Los mozos, ataviados con las prendas exigidas por el protocolo, cruzaban todo el tiempo los jardines portando bandejas con copas de champagne francés y exquisito clericó. Las bebidas desaparecían cual si se tratara de agua ofertada en el desierto. Las mesas con los canapés y los platos calientes estaban diseminadas alrededor de la vivienda. A pesar de encontrarse reunidos al aire libre, las voces de los invitados se hacían escuchar en la medida que desarrollaban sus conversaciones grupales.
—Estas dos semanas no te he visto en el barrio —dijo Pablo con su manera pulcra de pronunciar las palabras.
A los diecisiete años había ganado cuanto concurso literario se organizara en San Andrés. Un libro de su autoría comenzaba a recorrer el país con gran éxito y ciertas editoriales europeas se manifestaban atraídas por “el joven poeta caribeño”. Los modales refinados adquiridos en el periplo del sendero culto y la ausencia de muchachas en su vida le habían otorgado el mote de “mariquita” entre los jóvenes del barrio.
—Me he dedicado a pulir mi francés —respondió Florencia Bravo, su amiga de la infancia—. Lo he dejado de lado en los últimos tiempos y deseo estar bien entrenada para el mes de abril.
—¿Abril? ¿Y qué sucede en abril?…
—Oh, ya lo has olvidado. Siempre el mismo despistado. “Pablito el despistado”, ¿eh? Así te decíamos en el colegio. ¿Qué importante evento va a suceder en el transcurso de ese mes, mi querido amigo?
El muchacho se sintió turbado por al apremio al que ella lo sometía. Le temblaron los labios durante unos instantes. A veces le sucedían esos síntomas. Inseguro de sí mismo durante los años infantes, no alcanzaba a construir una personalidad afirmada en la adolescencia. Al contrario de aquel arte profesado al escribir frases bellas y pensamientos profundos, el joven poeta caribeño se turbaba tempranamente al encontrarse rodeado de personas. Y principalmente frente a Florencia, a quien amaba perdidamente en lo íntimo de su corazón.
La muchacha lo conocía bien.
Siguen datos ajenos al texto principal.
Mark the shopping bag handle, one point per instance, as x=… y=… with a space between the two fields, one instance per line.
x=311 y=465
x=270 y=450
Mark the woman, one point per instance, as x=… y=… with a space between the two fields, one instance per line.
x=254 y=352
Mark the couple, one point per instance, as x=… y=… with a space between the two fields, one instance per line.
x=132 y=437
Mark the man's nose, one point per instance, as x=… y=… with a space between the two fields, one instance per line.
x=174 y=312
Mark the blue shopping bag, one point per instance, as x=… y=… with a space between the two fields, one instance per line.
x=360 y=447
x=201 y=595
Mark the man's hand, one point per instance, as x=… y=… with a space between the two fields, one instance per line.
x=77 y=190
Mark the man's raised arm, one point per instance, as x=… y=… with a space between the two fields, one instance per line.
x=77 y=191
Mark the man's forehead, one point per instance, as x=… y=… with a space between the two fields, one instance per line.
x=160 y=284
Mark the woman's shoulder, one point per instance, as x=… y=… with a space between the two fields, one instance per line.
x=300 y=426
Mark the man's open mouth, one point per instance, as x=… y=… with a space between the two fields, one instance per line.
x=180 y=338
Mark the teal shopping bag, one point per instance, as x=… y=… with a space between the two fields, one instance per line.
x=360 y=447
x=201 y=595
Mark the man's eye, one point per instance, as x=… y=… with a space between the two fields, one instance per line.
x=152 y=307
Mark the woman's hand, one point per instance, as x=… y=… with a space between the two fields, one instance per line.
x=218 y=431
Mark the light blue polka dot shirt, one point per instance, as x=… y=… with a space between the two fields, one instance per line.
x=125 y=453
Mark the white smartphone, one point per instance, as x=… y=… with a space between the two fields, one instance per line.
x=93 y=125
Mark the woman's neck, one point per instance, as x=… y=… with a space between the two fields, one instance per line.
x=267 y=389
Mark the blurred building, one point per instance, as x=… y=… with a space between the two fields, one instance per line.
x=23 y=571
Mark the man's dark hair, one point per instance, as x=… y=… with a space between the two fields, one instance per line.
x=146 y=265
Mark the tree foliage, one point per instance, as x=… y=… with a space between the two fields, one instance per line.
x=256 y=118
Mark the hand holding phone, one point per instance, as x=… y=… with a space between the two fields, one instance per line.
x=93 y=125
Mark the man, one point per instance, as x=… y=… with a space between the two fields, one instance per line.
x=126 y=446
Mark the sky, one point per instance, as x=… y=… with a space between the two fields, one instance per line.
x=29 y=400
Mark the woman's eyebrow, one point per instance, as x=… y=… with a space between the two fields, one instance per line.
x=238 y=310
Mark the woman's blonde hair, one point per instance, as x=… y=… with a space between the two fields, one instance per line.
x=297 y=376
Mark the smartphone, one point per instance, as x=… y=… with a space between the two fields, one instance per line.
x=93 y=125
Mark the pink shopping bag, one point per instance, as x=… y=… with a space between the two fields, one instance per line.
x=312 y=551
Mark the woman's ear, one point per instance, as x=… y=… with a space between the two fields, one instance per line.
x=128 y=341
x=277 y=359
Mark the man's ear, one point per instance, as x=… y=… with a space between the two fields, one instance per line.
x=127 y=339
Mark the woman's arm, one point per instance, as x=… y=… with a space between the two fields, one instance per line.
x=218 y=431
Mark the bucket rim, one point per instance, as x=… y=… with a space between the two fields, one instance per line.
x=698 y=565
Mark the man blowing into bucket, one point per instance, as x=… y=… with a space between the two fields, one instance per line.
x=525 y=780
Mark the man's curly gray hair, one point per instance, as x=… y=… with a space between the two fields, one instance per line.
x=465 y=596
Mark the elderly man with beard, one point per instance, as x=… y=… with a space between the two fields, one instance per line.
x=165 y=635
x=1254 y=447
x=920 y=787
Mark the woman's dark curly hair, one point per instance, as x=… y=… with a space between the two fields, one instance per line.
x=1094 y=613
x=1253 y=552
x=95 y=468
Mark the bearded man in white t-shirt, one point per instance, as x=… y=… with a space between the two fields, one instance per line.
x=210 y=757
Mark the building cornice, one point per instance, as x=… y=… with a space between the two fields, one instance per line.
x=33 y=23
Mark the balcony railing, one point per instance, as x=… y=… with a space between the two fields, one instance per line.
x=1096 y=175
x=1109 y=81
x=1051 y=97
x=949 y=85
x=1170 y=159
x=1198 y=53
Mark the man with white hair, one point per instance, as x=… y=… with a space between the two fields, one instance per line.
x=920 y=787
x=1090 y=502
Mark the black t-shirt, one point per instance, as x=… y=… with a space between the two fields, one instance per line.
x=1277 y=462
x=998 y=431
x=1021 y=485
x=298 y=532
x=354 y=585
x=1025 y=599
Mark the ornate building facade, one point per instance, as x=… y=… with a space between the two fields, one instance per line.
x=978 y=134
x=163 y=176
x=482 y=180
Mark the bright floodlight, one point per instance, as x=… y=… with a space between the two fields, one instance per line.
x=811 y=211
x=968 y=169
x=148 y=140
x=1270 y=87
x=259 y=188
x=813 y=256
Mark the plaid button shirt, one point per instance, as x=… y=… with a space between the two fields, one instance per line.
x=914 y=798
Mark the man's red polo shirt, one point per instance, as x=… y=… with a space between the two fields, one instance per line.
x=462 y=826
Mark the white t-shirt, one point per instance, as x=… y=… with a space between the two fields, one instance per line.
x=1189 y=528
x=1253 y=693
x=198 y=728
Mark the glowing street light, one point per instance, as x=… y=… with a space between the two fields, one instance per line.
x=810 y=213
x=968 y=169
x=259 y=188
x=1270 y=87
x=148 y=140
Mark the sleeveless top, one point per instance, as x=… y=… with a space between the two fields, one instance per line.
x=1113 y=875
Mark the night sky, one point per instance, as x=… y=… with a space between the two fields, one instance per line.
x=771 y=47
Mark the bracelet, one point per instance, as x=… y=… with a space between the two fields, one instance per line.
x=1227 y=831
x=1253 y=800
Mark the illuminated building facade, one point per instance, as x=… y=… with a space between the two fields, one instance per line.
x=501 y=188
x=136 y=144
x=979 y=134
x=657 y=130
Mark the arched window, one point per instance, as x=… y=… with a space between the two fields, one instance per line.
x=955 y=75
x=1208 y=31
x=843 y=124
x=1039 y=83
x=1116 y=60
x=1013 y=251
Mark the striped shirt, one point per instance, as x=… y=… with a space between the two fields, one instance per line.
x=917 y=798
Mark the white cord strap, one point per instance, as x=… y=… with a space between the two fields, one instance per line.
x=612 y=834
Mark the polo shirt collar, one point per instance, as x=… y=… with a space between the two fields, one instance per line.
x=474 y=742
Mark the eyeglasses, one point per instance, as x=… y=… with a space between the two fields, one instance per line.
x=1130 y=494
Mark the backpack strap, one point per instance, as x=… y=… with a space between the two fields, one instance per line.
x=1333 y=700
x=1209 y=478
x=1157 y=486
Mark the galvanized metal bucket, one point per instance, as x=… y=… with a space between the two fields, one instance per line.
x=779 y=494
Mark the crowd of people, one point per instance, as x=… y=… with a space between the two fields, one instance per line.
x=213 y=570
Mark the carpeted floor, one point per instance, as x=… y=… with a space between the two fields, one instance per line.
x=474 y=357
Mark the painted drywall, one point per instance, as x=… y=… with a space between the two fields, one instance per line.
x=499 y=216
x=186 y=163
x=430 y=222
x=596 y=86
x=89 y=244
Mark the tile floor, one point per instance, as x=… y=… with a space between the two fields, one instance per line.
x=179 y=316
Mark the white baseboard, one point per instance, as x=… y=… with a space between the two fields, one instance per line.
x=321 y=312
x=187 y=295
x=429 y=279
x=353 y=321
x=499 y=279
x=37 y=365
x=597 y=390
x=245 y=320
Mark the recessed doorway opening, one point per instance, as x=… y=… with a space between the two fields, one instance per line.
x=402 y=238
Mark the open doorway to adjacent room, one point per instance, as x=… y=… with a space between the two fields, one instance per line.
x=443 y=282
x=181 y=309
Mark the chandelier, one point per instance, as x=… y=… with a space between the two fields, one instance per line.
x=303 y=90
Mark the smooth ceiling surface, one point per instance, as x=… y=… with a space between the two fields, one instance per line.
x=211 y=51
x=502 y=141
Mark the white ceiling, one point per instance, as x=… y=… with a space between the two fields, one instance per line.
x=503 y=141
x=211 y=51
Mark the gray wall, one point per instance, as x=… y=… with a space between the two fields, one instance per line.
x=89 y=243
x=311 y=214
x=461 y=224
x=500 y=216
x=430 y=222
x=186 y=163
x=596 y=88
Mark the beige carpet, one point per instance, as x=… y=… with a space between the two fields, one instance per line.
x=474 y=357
Sabía de sus padecimientos adquiridos en el seno de una familia complicada. Le tenía gran aprecio al dulce caballerito que la acompañara desde que tenía uso de razón. Conocía el amor que Pablo dispensaba a su persona y esta situación la halagaba plenamente. Sin embargo, no le correspondía plenamente. En realidad, era cariño lo que ella sentía por el medroso poeta, un cariño persistente, ancestral y protector. Pero no estaba convencida de que aquello fuese amor. A su vez, tampoco hacía caso a las burlas de los otros compañeros, los consideraba idiotas indignos de su amistad.